Back in the day my company had a regionally-slightly-popular Linux distro. Every couple months we'd burn 500-700 discs. We were small enough that it didn't make sense to mass produce, so we burned them ourselves.
We would occasionally get reports from people of being unable to read the discs, and so we went through ~6 months of investigation, test shipping to relatives, paying our customers to ship the discs back so we could check them.
Eventually I found that while every disc would validate by checksum of the entire disc (part of our burn process), if I tracked the time required to read every block, the discs that people had problems with would tend to have some spikes in the time it took to read some blocks. The drives we were using would read them, sometimes taking an amazingly long time to do so (like 30 minutes instead of 2), but users drives would just fail them.
Eventually I wrote a new validation process that in addition to the checksum used the timing information as well to determin if the disc failed, and at that point our failures in the field basically went to 0.
But, we got really sensitive to vendors of discs. Basically it was Taiyo Yuden or nothing. Some big brands would give us 20% failures to burn, where Taiyo Yuden was <1%.
I do love optical media and have a considerable CD, DVD, minidisc, and blu-ray collection. Like a Luddite, I still enjoy burning my own.
I especially like my Superscope disc copier. It completely disregards copy protection and I frequently make a backup of my favorite CDs which I store.

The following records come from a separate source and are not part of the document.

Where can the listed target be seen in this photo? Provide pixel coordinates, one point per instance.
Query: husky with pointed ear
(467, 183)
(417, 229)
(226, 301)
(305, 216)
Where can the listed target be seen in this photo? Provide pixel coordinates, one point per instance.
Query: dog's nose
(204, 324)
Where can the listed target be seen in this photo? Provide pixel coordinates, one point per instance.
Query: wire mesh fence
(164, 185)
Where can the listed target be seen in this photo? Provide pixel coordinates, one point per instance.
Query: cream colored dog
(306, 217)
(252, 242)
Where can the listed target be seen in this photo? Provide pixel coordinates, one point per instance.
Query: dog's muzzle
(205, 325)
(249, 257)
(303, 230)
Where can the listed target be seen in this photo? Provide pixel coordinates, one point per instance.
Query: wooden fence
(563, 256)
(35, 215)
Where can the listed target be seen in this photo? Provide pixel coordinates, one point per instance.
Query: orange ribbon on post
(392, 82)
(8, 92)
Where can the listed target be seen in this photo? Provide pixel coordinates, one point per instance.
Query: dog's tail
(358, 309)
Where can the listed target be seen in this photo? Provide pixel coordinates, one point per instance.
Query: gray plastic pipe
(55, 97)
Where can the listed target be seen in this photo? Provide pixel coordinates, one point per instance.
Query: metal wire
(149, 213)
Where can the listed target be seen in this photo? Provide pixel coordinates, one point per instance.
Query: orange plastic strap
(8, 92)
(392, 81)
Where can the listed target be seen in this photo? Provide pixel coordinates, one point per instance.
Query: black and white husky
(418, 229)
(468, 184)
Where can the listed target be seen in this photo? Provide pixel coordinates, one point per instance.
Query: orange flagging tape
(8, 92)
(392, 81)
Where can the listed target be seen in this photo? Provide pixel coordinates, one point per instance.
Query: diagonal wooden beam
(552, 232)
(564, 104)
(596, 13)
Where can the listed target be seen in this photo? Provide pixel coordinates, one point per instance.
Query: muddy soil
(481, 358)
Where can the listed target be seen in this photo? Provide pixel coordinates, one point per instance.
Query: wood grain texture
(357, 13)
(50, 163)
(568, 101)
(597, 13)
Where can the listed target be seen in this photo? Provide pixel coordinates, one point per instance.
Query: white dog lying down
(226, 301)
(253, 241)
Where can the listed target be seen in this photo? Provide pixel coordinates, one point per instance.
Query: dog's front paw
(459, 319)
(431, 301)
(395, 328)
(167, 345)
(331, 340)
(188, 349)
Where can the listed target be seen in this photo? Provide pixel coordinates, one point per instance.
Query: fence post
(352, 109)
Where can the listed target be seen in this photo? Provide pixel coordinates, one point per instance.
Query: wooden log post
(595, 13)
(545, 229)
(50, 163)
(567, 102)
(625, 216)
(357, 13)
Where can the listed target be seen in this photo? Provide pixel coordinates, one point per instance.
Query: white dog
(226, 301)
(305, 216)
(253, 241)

Although much of my stock are older blanks (like those listed in this article)I’ll be sad if CD-R disappears from the market.
Pioneer publish the approved media list for their drives but it's not really detailed enough since it only lists by manufacturer while the firmware is operating on manufacturer plus media code: https://www.mfdigital.com/downloads/Pioneer%20111%20approved...
You can potentially get better results by patching your discs into your drive's firmware using MediaCodeSpeedEdit: https://ala42.cdfreaks.com/MCSE/
Oddly, the photo CDs I got professionally written were great.
I am not sure the authors spectrometer test(which was very cool, avidly reading that series of articles right now) would reveal anything as polycarbonate is naturally quite opaque to uv light.
https://en.wikipedia.org/wiki/Polycarbonate#/media/File:Visi... Note how the transmission is dramatically reduced once past violet.
Fun fact ordinary clear polycarbonate eyeglasses do just as good a job as sun glasses at protecting your eyes from uv.